Il pomodoro si intrufolò in Europa agli inizi del XV secolo, divenne un ospite tollerato 150 anni dopo il suo arrivo e fu definitivamente adottato nel XVII secolo.
Le bacche gialle di “tomatl”, che crescevano nelle regioni desertiche lungo la costa occidentale dell’America del sud e sulle umide zone montane delle Ande settentrionali, venivano coltivate in Messico dagli Aztechi. Il guerriero-esploratore spagnolo Hernán Cortés portò con sé in patria alcune piante nel 1540. All’epoca le bacche erano ancora gialle, e molto simili alla velenosissima belladonna, eppure alcuni cuochi iniziarono a usarle. Dovettero però trascorrere alcuni secoli affinché le sue proprietà uniche venissero completamente apprezzate. Nel 1585, nell’Herbario Nuevo di Castor Durante, il botanico della corte francese Olivier de Serres descriveva il pomodoro come un cibo povero, o una graziosa pianta da balcone.
Quando due sistemi alimentari s’incontrano, si verifica una dinamica di attrazione e repulsione tipica del comportamento dei carnivori, categoria di cui la specie umana fa parte.
Un sistema alimentare è simile a un sistema linguistico in cui è possibile distinguere la struttura – la sintassi – e gli elementi – le parole – in questo caso, gli ingredienti. La struttura rimane intatta, mentre i nuovi ingredienti vengono semplicemente integrati nel sistema.

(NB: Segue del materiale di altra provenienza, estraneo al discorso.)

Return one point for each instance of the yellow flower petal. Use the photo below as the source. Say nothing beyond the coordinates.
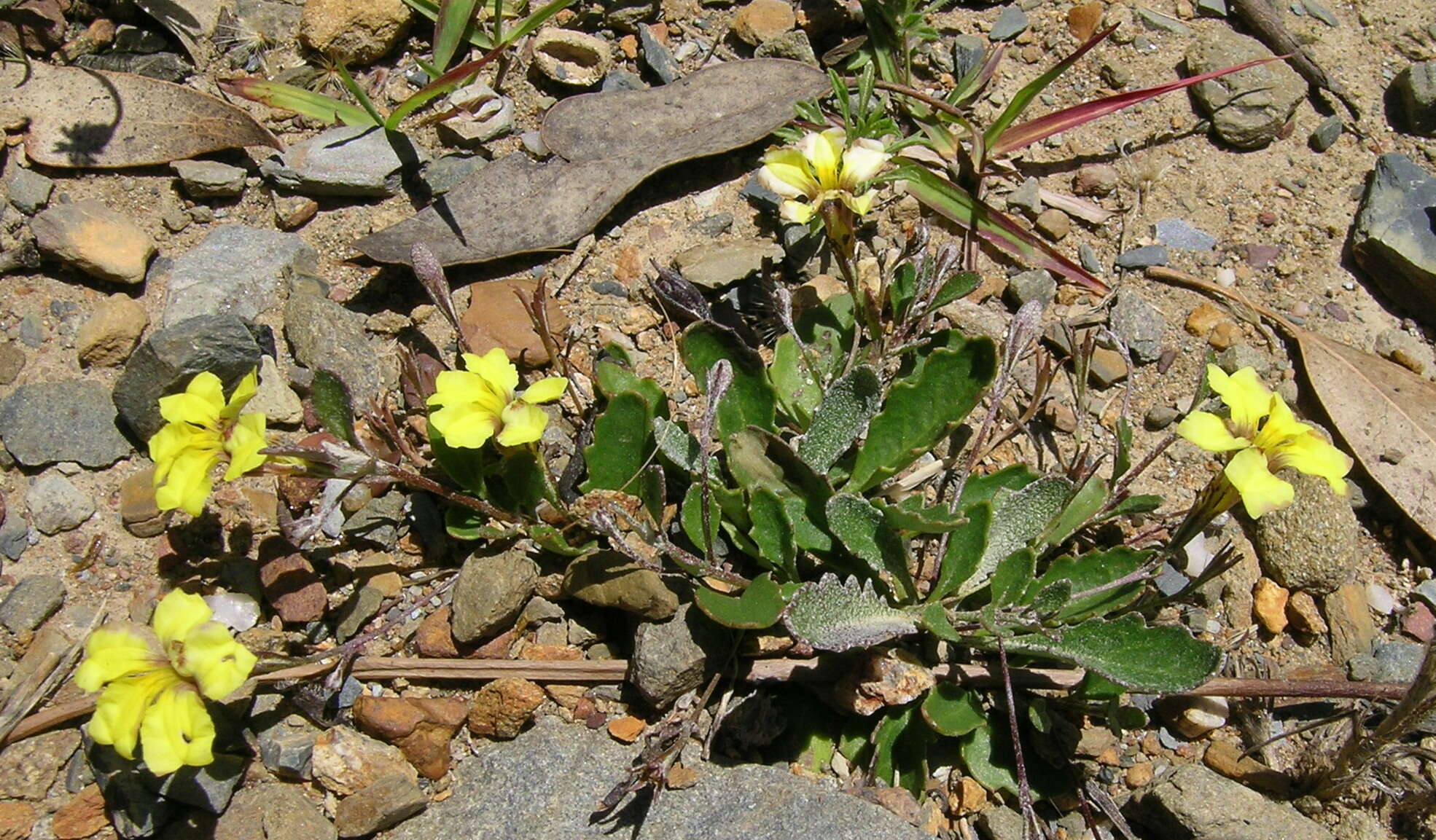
(494, 369)
(244, 443)
(862, 162)
(243, 393)
(823, 152)
(464, 425)
(786, 173)
(546, 390)
(177, 615)
(1244, 394)
(1209, 431)
(214, 659)
(1314, 457)
(523, 424)
(797, 211)
(118, 651)
(177, 731)
(1261, 492)
(121, 708)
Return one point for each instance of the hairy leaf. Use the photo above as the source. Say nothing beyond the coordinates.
(835, 615)
(922, 408)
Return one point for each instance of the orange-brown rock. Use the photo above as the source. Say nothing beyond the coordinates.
(420, 727)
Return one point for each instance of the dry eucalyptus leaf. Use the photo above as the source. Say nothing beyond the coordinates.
(605, 146)
(90, 118)
(1385, 414)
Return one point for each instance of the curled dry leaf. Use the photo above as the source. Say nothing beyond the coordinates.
(75, 117)
(605, 146)
(1385, 414)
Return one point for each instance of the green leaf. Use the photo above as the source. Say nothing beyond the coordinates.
(840, 418)
(953, 710)
(773, 532)
(1085, 504)
(1012, 576)
(910, 514)
(924, 408)
(862, 529)
(757, 608)
(1131, 653)
(332, 405)
(1017, 519)
(964, 554)
(835, 615)
(750, 399)
(622, 444)
(299, 101)
(1089, 572)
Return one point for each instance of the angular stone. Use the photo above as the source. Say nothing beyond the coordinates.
(609, 579)
(45, 423)
(235, 270)
(346, 161)
(94, 239)
(171, 356)
(111, 332)
(1393, 240)
(490, 592)
(56, 504)
(32, 600)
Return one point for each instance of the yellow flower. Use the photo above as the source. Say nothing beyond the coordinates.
(201, 430)
(1265, 439)
(480, 402)
(152, 681)
(819, 168)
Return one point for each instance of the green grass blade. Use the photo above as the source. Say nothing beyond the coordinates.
(454, 17)
(1036, 87)
(296, 99)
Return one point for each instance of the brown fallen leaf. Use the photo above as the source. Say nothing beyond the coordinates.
(90, 118)
(605, 146)
(1382, 412)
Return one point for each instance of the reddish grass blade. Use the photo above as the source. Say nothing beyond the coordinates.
(1058, 121)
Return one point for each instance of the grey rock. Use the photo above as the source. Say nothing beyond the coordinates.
(1176, 233)
(719, 264)
(1144, 257)
(1393, 242)
(375, 807)
(29, 190)
(1139, 325)
(164, 66)
(1008, 25)
(1326, 134)
(1416, 91)
(657, 56)
(1249, 106)
(208, 178)
(171, 356)
(1034, 285)
(1198, 804)
(671, 658)
(543, 785)
(356, 612)
(790, 45)
(56, 504)
(346, 161)
(287, 747)
(62, 421)
(32, 600)
(442, 174)
(235, 270)
(1311, 543)
(327, 337)
(490, 592)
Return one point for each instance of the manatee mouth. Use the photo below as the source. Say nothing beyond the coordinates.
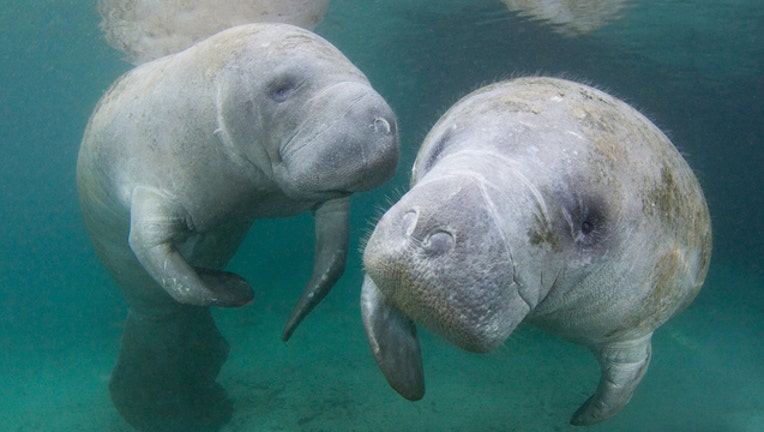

L’incontro tra i due continenti fu rivoluzionario dal punto di vista culinario ed ebbe un’importanza nettamente maggiore rispetto all’accumulo di ricchezze d’oro e d’argento importate in Europa. Gli spagnoli credevano di aver trovato El Dorado, mentre invece si ritrovarono in una sorta di Paese della Cuccagna. Rientrarono a casa con navi piene di patate, mais, tabacco, zucche, fagiolini, pomodori dell’epoca, cioccolato e vaniglia, che successivamente si diffusero attraverso l’Europa fino all’Asia orientale.